The pipeline was not a black box. Every classification came with an explanation, written in language a marketing team could read, challenge, and act on. This was deliberate: if AI-assisted search term management is going to be useful, auditability matters as much as speed.

We also built in edge-case handling. Terms that were ambiguous or context-dependent were flagged as EVALUATE rather than auto-classified, preserving human oversight where it mattered most. Terms showing early signals but insufficient data were classified as WATCH for future reassessment.

What This Suggests

The pipeline classified all ~50,000 search terms with structured justification, flagged 178 for immediate blocking, and identified approximately 8,800 negative keyword candidates.

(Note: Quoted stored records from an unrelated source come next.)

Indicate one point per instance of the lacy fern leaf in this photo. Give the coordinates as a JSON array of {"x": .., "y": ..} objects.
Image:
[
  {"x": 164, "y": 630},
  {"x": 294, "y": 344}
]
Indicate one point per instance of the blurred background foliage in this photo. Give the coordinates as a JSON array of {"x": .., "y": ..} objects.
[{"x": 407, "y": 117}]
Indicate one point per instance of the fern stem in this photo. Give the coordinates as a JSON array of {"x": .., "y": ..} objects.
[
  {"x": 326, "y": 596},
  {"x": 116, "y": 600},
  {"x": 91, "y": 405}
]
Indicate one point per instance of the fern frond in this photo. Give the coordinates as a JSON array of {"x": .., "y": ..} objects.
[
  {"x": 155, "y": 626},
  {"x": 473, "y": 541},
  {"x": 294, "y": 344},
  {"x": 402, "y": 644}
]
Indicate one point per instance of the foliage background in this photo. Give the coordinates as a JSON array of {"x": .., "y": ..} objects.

The core value is prioritization. In a campaign generating thousands of new terms daily, the most expensive problem isn't the obviously irrelevant query. It's the terms that are quietly burning budget while no one has time to look at them. A pipeline like this could surface those terms first, helping a team focus manual attention where the financial exposure is highest rather than reviewing terms in arbitrary order.

Beyond prioritization, the assessment suggests a team could potentially process the full volume of daily search terms without falling behind, build negative keyword strategies grounded in systematic analysis rather than spot-checks, and maintain structured visibility into the search term landscape at a level that manual review alone struggles to sustain.

The approach is technically viable: LLMs can produce structured, explainable, category-aware search term classifications at scale. The outputs are not deterministic (as with any LLM-based system, results can vary between runs), but the assessment showed that the classifications were useful, interpretable, and nuanced enough to distinguish between clear decisions and terms that still warrant human judgment.

Executive Takeaway

This was a structured, evidence-based assessment of whether LLMs could deliver useful search term decisions, tested on real campaign data at real scale.

The results were promising: the pipeline produced auditable classifications across 50,000 terms, at a pace and coverage level that manual review could not realistically sustain. It demonstrated that LLM-powered classification in paid search is technically feasible and produces outputs that are immediately interpretable by a marketing team.

Whether to operationalize this as part of an ongoing campaign workflow is a separate decision, but the assessment provides the evidence base to make that decision with confidence rather than speculation.